没落寸前の貴族令嬢
いえーい、オタクくん、見てるー?
こんな状態、見られたくないから、どうかお前は転生してくるな。
俺は溜め息を吐きながら、自室の姿見の前に立つ。
⋯⋯うん。どこからどう見ても、麗しの貴族令嬢だ。
ロングストレートの金髪に、憂いを帯びた薄青の瞳。
ハの字に垂れ下がっている眉毛と、小さく愛らしい唇は、いかにも気弱な優等生だ。
青いリボンとエーデルワイスを象った髪飾りが清純な雰囲気を出している。
彼女が俺の転生した先。
かつては魔導師の名門とまで讃えられた一族の、たった一人の跡取り娘。
没落寸前の貴族令嬢、エルシー・マッドリバー嬢だ。
清楚な顔面とは裏腹に、胸はとてつもなく大きい。
⋯⋯俺、本当に女に転生させられたんだな。
ギャップで脳みそがどうにかなりそうだ。
「まあ、なっちまったモンは仕方ない!
せっかくだから、男の体に戻るついでに、イケメンのインキュバスにでもなるか!!」
俺は自分の頬をパチン!と叩いて、気を取り直す。
神様は悪魔を滅ぼせ的なことを言っていたような気がするが⋯⋯。
わざわざ異世界くんだりまで来て、可愛い人外の女の子たちと遊ばないなんて大損じゃん!!!

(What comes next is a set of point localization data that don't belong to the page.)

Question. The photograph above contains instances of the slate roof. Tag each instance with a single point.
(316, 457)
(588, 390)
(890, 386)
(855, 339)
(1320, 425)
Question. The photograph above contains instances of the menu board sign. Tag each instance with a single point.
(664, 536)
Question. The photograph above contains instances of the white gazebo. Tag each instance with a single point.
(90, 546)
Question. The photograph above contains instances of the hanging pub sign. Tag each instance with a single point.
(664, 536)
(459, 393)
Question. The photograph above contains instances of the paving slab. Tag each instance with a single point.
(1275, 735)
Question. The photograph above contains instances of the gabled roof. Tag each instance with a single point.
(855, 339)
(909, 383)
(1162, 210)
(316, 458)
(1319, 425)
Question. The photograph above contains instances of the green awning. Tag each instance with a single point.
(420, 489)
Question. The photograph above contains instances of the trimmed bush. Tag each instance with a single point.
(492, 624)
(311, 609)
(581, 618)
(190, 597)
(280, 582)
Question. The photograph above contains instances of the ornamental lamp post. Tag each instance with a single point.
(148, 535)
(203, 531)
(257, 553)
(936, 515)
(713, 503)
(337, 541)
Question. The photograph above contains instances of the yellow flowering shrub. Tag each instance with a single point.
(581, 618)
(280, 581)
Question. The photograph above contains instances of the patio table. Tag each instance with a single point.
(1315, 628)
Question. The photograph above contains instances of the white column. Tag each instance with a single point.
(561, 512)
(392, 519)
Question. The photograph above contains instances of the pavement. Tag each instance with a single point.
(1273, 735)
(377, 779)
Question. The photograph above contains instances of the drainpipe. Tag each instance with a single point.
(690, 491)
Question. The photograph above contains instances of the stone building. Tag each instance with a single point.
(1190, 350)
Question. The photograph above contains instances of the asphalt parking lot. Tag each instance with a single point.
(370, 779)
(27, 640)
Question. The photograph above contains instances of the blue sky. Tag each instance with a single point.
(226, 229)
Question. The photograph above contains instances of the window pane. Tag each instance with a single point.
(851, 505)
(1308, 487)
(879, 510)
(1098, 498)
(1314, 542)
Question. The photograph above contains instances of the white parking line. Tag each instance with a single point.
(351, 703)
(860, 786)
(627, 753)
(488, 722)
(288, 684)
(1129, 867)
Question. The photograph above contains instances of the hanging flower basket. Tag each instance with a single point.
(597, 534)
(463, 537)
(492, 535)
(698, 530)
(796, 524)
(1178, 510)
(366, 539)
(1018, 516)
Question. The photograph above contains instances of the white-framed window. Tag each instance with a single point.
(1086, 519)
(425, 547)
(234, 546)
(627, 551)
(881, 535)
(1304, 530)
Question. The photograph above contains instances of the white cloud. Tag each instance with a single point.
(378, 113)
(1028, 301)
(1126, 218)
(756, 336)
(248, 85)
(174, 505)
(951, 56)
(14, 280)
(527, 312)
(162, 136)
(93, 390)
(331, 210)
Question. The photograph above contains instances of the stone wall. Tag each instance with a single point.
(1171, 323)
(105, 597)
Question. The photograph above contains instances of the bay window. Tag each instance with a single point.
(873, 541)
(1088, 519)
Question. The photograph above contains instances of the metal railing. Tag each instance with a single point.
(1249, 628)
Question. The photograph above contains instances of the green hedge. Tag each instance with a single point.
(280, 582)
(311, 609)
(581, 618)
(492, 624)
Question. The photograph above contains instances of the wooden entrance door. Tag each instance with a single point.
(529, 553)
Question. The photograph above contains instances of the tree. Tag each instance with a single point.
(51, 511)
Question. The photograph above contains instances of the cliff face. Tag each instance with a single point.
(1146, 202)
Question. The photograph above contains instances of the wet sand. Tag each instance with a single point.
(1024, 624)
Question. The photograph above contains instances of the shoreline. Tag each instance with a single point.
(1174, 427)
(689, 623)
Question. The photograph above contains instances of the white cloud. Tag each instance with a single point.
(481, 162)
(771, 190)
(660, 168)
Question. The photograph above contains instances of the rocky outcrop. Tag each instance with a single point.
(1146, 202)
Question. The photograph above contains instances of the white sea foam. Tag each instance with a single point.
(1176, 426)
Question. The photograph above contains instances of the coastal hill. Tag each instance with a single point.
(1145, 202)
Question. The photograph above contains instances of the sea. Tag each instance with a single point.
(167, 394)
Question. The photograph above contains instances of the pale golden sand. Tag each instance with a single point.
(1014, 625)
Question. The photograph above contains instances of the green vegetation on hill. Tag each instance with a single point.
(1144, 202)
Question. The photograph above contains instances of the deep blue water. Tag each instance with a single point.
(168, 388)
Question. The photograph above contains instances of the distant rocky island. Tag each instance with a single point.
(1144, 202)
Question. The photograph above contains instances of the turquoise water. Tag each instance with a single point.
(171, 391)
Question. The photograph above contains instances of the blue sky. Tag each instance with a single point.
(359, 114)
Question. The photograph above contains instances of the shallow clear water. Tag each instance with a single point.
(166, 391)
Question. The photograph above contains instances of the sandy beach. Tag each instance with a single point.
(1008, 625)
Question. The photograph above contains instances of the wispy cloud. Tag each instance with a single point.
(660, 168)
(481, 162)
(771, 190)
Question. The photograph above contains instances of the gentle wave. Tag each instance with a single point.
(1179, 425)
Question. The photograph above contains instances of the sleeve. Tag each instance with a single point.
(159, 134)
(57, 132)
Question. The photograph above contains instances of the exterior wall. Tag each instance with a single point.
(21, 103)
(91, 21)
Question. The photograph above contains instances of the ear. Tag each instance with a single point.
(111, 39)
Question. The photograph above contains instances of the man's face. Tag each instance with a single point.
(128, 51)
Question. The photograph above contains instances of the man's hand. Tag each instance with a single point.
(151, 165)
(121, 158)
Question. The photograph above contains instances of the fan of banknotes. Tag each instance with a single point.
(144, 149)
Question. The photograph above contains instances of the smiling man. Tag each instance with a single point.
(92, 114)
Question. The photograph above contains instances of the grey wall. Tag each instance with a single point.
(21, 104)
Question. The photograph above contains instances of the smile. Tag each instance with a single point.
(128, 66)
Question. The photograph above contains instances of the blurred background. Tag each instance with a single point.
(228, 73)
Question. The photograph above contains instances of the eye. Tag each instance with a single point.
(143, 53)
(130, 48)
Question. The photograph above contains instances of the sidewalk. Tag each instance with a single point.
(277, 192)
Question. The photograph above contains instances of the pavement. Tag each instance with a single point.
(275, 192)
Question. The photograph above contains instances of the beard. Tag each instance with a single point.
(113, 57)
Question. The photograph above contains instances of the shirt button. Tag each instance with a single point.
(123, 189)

俺、エルシーとして過ごしてきたこれまでの人生で聞いちゃったんだよ。
この世界のインキュバスには、どんな女の子でもメロメロにして、イチャイチャできちゃうチートスキルが存在してるって!
だから俺、今からインキュバスになりまーす!
やり方にはもう目星がついてるんだよね!
エルシーの家系が魔術にめっちゃ詳しくて良かった~!
俺はウキウキとした足取りで、屋敷の書庫へと向かっていった。
本棚の中から引っ張り出すのは、憑依術の魔導書だ。
それに、ネクロマンシーと、ゴーレム作成の本も少々⋯⋯。
これで上手いことインキュバスの体を作って、その中に俺の魂を移せば、種族リロードの完成だ!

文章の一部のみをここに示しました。